DYAD: Dynamic and Asynchronous Data Streamliner

DYAD is a synchronization and data movement tool for computational science workflows built on top of Flux. DYAD aims to provide the benefits of in situ and in transit tools (e.g., fine-grained synchronization between producer and consumer applications, fast data access due to spatial locality) while relying on a file-based data abstraction to maximize portability and minimize code change requirements for workflows. More specifically, DYAD aims to overcome the following challenges associated with traditional shared-storage and modern in situ and in transit data movement approaches:

  • Lack of per-file object synchronization in shared-storage approaches

  • Poor temporal and spatial locality in shared-storage approaches

  • Poor performance for file metadata operations in shared-storage approaches (and possibly some in situ and in transit approaches)

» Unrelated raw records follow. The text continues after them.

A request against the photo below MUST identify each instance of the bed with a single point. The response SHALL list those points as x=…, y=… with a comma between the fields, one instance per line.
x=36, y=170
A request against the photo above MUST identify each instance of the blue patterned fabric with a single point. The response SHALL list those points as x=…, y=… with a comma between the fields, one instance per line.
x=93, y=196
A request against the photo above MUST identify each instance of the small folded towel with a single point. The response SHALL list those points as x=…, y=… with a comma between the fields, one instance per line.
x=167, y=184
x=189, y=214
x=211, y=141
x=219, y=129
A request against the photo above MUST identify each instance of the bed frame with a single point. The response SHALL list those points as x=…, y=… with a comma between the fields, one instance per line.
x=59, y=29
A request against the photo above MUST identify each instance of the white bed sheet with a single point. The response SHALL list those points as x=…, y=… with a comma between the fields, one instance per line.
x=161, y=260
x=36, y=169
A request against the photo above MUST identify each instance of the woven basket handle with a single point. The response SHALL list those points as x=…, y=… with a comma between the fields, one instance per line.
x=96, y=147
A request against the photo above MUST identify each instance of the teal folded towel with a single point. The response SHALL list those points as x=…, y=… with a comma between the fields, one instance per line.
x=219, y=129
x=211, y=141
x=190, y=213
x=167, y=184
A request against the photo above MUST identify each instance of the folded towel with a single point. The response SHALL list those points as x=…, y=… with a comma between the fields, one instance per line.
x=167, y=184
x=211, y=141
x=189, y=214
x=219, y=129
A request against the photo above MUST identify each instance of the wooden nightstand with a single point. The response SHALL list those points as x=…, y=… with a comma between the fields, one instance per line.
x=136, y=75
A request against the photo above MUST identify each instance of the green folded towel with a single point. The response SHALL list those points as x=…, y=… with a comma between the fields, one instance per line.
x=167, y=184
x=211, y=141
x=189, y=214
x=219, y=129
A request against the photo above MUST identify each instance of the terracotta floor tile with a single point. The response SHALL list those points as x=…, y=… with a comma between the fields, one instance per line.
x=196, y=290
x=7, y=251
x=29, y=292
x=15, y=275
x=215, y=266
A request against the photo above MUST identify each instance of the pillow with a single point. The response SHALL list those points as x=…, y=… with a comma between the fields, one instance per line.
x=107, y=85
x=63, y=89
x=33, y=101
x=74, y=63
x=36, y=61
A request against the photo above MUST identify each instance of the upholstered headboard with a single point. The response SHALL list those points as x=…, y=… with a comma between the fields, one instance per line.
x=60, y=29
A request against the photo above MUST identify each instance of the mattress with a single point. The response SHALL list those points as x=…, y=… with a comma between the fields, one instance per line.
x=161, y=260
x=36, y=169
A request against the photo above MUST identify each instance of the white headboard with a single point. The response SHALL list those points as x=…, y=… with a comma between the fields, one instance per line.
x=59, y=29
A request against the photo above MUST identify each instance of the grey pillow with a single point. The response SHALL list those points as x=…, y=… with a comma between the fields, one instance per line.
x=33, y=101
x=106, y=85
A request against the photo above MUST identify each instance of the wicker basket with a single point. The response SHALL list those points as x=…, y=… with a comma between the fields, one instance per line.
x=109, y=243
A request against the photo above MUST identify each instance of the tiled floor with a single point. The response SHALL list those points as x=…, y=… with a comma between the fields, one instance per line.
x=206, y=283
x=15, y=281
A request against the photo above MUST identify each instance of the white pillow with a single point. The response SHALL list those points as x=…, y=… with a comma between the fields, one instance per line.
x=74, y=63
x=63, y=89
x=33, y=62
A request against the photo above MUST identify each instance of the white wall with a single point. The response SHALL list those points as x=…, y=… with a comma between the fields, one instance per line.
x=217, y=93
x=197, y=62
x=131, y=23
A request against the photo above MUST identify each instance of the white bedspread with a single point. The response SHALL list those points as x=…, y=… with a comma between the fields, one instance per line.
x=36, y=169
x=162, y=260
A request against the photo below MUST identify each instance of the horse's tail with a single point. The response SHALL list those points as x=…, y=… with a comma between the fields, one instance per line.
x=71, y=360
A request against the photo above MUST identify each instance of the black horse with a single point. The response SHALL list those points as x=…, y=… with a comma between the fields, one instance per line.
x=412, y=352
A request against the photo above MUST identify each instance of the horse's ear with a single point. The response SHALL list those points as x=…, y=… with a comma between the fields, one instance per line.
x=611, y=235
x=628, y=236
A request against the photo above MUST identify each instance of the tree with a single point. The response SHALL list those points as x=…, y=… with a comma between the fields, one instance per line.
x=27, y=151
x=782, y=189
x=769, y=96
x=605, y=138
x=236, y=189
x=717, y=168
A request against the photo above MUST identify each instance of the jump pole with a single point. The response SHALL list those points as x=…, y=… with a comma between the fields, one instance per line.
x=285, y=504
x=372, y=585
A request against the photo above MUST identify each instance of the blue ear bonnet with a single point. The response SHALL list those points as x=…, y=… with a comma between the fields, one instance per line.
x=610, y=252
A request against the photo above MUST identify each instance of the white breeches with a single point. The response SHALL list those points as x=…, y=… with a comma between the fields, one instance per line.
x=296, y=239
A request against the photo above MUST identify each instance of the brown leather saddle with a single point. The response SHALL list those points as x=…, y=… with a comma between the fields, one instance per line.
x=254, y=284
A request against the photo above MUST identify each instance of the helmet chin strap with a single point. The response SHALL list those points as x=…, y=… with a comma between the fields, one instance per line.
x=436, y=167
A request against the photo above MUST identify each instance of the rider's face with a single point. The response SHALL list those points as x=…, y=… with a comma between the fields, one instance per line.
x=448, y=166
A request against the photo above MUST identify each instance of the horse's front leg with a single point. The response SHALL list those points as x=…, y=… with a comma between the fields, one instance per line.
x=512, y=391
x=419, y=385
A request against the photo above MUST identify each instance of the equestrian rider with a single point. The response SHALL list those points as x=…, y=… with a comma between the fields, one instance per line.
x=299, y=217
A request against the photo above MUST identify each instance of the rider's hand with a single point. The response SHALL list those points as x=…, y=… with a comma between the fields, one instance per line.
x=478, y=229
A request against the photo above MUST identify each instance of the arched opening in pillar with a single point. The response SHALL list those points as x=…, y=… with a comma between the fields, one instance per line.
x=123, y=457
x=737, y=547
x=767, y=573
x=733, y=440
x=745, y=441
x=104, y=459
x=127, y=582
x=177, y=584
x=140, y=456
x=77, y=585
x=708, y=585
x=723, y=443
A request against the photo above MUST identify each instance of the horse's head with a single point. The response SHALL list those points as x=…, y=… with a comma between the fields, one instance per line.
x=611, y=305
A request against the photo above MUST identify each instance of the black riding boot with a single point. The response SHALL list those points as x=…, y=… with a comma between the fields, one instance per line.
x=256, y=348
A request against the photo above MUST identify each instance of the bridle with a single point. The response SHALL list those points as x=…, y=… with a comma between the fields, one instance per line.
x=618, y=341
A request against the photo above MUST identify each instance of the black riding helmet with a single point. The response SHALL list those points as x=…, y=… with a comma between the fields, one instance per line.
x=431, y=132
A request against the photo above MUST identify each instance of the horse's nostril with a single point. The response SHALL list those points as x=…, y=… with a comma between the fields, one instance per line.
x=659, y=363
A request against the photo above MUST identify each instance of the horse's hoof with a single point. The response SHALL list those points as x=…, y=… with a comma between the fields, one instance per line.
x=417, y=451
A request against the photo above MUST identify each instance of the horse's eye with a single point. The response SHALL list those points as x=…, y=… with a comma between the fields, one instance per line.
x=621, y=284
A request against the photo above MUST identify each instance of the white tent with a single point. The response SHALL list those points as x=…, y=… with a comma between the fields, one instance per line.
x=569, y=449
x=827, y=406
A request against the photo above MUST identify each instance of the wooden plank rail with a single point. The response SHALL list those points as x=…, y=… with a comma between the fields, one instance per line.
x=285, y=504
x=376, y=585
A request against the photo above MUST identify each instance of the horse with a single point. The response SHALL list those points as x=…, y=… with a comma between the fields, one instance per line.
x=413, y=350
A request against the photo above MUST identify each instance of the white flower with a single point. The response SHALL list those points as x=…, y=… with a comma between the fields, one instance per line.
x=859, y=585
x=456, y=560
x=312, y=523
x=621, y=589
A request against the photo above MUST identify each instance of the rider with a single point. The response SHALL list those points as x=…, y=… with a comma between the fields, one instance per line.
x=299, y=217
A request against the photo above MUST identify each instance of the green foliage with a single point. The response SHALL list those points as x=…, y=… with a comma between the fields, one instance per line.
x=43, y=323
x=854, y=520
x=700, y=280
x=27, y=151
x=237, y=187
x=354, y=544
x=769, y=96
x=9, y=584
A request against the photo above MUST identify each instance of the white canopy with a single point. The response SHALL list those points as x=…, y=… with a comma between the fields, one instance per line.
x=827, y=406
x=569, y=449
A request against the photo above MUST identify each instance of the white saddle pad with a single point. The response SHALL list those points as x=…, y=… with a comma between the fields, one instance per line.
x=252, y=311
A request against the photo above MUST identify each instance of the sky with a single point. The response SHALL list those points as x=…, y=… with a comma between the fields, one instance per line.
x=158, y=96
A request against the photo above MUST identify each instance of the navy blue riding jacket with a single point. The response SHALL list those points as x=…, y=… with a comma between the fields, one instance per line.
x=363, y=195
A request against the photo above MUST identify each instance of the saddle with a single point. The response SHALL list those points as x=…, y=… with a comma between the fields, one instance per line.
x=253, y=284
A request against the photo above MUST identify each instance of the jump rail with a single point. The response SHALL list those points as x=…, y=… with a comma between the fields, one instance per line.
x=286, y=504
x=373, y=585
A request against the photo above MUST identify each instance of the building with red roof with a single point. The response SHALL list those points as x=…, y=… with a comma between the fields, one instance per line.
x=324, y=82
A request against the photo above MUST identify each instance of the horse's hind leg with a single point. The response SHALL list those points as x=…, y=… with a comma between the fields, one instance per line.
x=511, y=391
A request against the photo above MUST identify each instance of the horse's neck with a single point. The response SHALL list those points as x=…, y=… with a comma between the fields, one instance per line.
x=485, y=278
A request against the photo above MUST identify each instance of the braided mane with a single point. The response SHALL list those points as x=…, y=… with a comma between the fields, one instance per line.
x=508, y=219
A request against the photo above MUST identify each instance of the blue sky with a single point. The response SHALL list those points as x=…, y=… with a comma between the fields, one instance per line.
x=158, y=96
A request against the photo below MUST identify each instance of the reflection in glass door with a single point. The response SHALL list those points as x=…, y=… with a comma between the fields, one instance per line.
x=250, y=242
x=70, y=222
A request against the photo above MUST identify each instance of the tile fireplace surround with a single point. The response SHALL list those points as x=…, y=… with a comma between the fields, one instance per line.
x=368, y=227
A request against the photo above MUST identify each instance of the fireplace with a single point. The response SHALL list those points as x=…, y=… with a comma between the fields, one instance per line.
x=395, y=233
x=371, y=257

  • Poor portability and the introduction of required code changes for in situ and in transit approaches

In resolving these challenges, DYAD aims to provide the following to users:

  • Good performance (similar to in situ and in transit) due to on- or near-node temporary storage of data

  • Transparent per-file object synchronization between producer and consumer applications

  • Little to no code change to existing workflows to achieve the previous benefits

Getting Started

Prerequisites

DYAD has the following minimum requirements to build and install:

  • A C99-compliant C compiler

  • A C++11-compliant C++ compiler

  • Autoconf 2.63

  • Automake

  • Libtool

  • Make

  • pkg-config

  • Jansson 2.10

  • flux-core

Installation

Manual Installation

Attention

Currently, DYAD can only be installed manually. This page will be updated as additional methods of installation are added.

Note

Recommended for developers and contributors

You can get DYAD from its GitHub repository using these commands:

$ git clone https://github.com/flux-framework/dyad.git
$ cd dyad

DYAD uses the Autotools for building and installation. To start the build process, run the following command to generate the necessary configuration scripts using Autoconf:

$ ./auotgen.sh

Next, configure DYAD using the following command:

$ ./configure --prefix=<INSTALL_PATH>

Besides the normal configure script flags, DYAD’s configure script also has the following flags:

Flag

Type (default)

Description

–enable-dyad-debug

Bool (true if provided)

if enabled, include debugging prints and logs for DYAD at runtime

–enable-perfflow

Bool (true if provided)

if enabled, build PerfFlow Aspect-based performance measurement annotations for DYAD

Note

The installation prefix (i.e., --prefix) is also used to try to locate flux-core. First, configure will look for flux-core in the installation prefix. If it is not found there, configure will then use pkg-config to locate flux-core.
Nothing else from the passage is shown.